Mobilizing all his willpower, he raised his head first. Then he put one hand on the trunk of the tree and forced his legs to obey him in lifting him back up to a standing position.
No, that was too soon. He just had to get up on his knees first.
Almost there. Just a little break to catch his breath.
And now place one foot in front of the other, kneeling on one knee.
Like that.
And now just to let go of the trunk with both hands and get up to a standing position ...
21
- Amelia -
She found him on the ground by a tree, and the breath stuck in her chest. She ran over and kneeled down, placing a hand on his back.
His skin was still warm. Too warm.

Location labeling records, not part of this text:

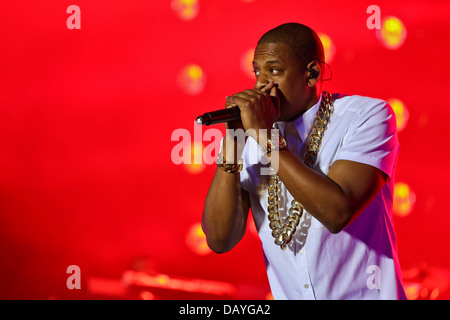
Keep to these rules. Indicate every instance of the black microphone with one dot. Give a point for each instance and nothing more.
(224, 115)
(219, 116)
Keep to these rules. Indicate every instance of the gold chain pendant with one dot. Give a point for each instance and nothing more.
(284, 232)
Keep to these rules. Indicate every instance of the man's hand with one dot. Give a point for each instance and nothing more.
(258, 110)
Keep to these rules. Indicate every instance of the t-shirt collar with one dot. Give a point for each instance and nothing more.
(304, 122)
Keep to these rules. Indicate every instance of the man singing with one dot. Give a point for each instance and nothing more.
(324, 211)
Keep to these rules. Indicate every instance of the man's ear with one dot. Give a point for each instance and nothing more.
(314, 71)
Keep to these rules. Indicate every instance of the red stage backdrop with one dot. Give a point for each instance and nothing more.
(93, 204)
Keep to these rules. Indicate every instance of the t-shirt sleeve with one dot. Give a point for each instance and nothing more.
(372, 138)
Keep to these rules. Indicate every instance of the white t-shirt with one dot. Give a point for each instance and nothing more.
(361, 261)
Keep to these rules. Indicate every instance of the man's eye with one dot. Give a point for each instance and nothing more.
(273, 71)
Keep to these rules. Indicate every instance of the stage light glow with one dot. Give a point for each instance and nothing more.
(404, 199)
(247, 62)
(401, 113)
(328, 47)
(392, 33)
(185, 9)
(142, 279)
(192, 79)
(196, 240)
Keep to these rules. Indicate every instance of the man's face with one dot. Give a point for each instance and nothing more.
(272, 61)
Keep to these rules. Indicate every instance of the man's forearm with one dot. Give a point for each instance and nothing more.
(224, 218)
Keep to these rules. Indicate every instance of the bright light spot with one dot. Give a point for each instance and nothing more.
(392, 33)
(247, 63)
(147, 295)
(401, 113)
(185, 9)
(404, 199)
(192, 79)
(328, 47)
(196, 240)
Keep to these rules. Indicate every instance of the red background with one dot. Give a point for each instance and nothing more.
(86, 117)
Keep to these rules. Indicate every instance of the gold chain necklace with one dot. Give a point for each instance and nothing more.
(284, 232)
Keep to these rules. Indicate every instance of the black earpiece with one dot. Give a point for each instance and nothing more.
(313, 74)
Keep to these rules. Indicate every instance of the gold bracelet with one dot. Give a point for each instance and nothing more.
(229, 167)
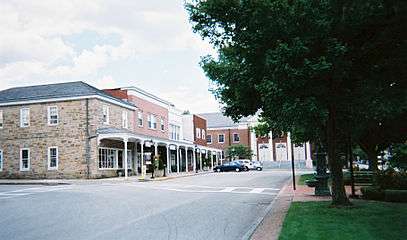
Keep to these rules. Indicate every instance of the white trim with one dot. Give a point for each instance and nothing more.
(49, 115)
(234, 137)
(140, 114)
(223, 138)
(2, 160)
(125, 119)
(68, 99)
(208, 138)
(49, 158)
(21, 117)
(107, 108)
(21, 159)
(1, 119)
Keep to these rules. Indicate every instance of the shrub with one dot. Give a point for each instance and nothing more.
(391, 179)
(372, 193)
(395, 195)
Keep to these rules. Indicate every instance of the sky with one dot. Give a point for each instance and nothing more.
(106, 43)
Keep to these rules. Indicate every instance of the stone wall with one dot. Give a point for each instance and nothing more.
(69, 136)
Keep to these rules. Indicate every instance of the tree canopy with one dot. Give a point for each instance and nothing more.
(322, 70)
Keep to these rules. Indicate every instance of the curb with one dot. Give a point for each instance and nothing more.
(248, 235)
(35, 183)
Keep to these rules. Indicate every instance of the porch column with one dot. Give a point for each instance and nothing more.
(186, 159)
(125, 158)
(177, 159)
(194, 159)
(289, 147)
(211, 160)
(143, 172)
(168, 159)
(308, 160)
(200, 159)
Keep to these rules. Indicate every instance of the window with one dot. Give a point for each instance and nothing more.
(53, 115)
(236, 137)
(174, 132)
(105, 114)
(162, 124)
(152, 122)
(209, 139)
(1, 160)
(24, 117)
(1, 119)
(53, 157)
(125, 121)
(221, 138)
(140, 118)
(107, 158)
(24, 159)
(198, 133)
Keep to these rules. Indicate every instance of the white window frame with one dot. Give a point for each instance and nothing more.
(28, 160)
(197, 133)
(125, 119)
(162, 125)
(49, 158)
(140, 117)
(1, 160)
(49, 116)
(238, 135)
(22, 124)
(152, 121)
(106, 111)
(219, 138)
(209, 137)
(1, 119)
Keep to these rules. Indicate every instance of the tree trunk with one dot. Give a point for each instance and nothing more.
(339, 197)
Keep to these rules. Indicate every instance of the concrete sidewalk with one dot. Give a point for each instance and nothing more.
(52, 182)
(272, 223)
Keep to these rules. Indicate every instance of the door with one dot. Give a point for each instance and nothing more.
(264, 152)
(281, 152)
(299, 153)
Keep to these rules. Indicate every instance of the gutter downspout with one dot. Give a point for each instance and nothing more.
(87, 144)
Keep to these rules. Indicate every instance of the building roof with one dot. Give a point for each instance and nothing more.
(218, 120)
(54, 91)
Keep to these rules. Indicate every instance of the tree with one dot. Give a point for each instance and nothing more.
(239, 151)
(322, 70)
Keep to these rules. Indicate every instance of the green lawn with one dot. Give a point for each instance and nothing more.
(305, 177)
(364, 221)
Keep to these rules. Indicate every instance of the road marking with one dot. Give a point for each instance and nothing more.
(30, 191)
(257, 190)
(228, 189)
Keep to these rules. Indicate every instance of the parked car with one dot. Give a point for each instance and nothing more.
(256, 165)
(247, 163)
(230, 166)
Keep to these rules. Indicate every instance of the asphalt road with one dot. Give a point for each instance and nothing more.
(211, 206)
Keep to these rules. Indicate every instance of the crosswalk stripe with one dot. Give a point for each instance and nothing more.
(257, 190)
(228, 189)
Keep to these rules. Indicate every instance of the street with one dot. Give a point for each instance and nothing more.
(209, 206)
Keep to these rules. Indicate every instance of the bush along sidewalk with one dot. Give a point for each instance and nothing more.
(390, 186)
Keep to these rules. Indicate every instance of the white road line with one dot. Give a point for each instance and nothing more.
(257, 190)
(228, 189)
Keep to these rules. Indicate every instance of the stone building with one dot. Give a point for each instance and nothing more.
(74, 130)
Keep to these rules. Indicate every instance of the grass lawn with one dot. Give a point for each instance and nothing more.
(305, 177)
(364, 221)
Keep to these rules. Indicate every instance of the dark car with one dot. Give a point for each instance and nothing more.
(231, 166)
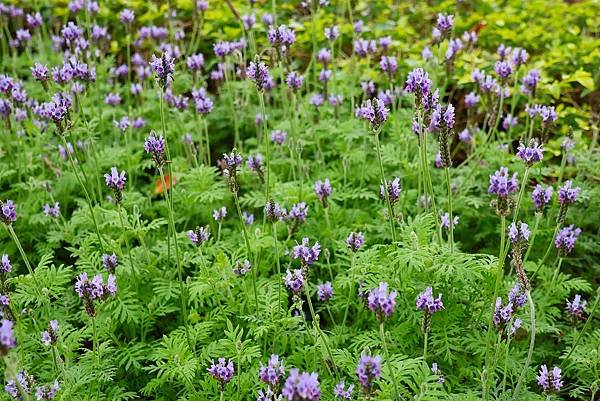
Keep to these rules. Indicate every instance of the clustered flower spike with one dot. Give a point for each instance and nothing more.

But he was unconscious and his breath was so slow and shallow that she feared for his life.
She opened the medpack with dirty fingers that were trembling and got out a patch of a strong stimulant. That was only supposed to be used in dire emergencies to briefly revive someone. But if Braxan stayed like this, Amelia couldn't move him. If he were to receive real medical care at the base, he would have to walk there himself.
She dried off his hard bicep with a swab that was soaked in alcohol and placed the patch on the skin, away from the hard scales.
She kept a hand on his back while it started working and looked towards to crater that could be seen in the distance. That was where she'd climb up, and then she'd try to avoid the Pirgks for long enough to make it to the base. Hopefully with Braxan, too. But she didn't have that many stimulant patches.